Methods: We randomly assigned patients to receive EEG-based interventions during anaesthesia or EEG-blinded standard anaesthesia. If BSupp was detected, defined as burst suppression ratio (BSR) > 0, the primary intervention aimed to adjust the mean arterial blood pressure to patient baseline (MAP intervention) followed by reduction of anaesthetic concentration (MAC intervention).
Results: EEG-based intervention significantly reduced total cumulative BSR, BSR duration, and maximum BSR. MAP intervention caused a significant MAP increase at the end of a BSR > 0 episode compared to the control group. Coincidentally, the maximum BSR decreased significantly; in 55% of all MAP interventions, the BSR decreased to 0% without any further action. In the remaining events, additional MAC intervention was required.

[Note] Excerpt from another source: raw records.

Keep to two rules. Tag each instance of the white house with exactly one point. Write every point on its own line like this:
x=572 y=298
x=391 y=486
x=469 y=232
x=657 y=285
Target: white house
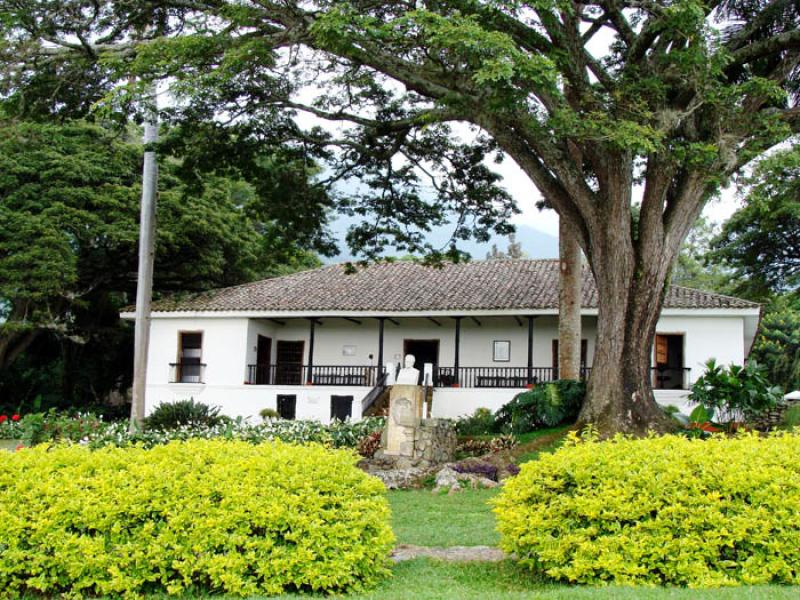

Conclusion: Our results show that targeted interventions (MAC/MAP) reduce total cumulative amount, duration, and maximum BSR > 0 in the elderly undergoing general anaesthesia. Haemodynamic intervention already interrupted or reduced BSupp, strengthening the current reflections that hypotension-induced cerebral hypoperfusion may be seen as potential pathomechanism of intraoperative BSupp.
Clinical trial registration: NCT03775356 [ClinicalTrials.gov], DRKS00015839 [German Clinical Trials Register (Deutsches Register klinischer Studien, DRKS)].
Keywords: Burst Suppression Rate; anaesthetic intervention; electroencephalography; entropy; intraoperative neuromonitoring.
Conflict of interest statement
The authors declare that the research was conducted in the absence of any commercial or financial relationships that could be construed as a potential conflict of interest.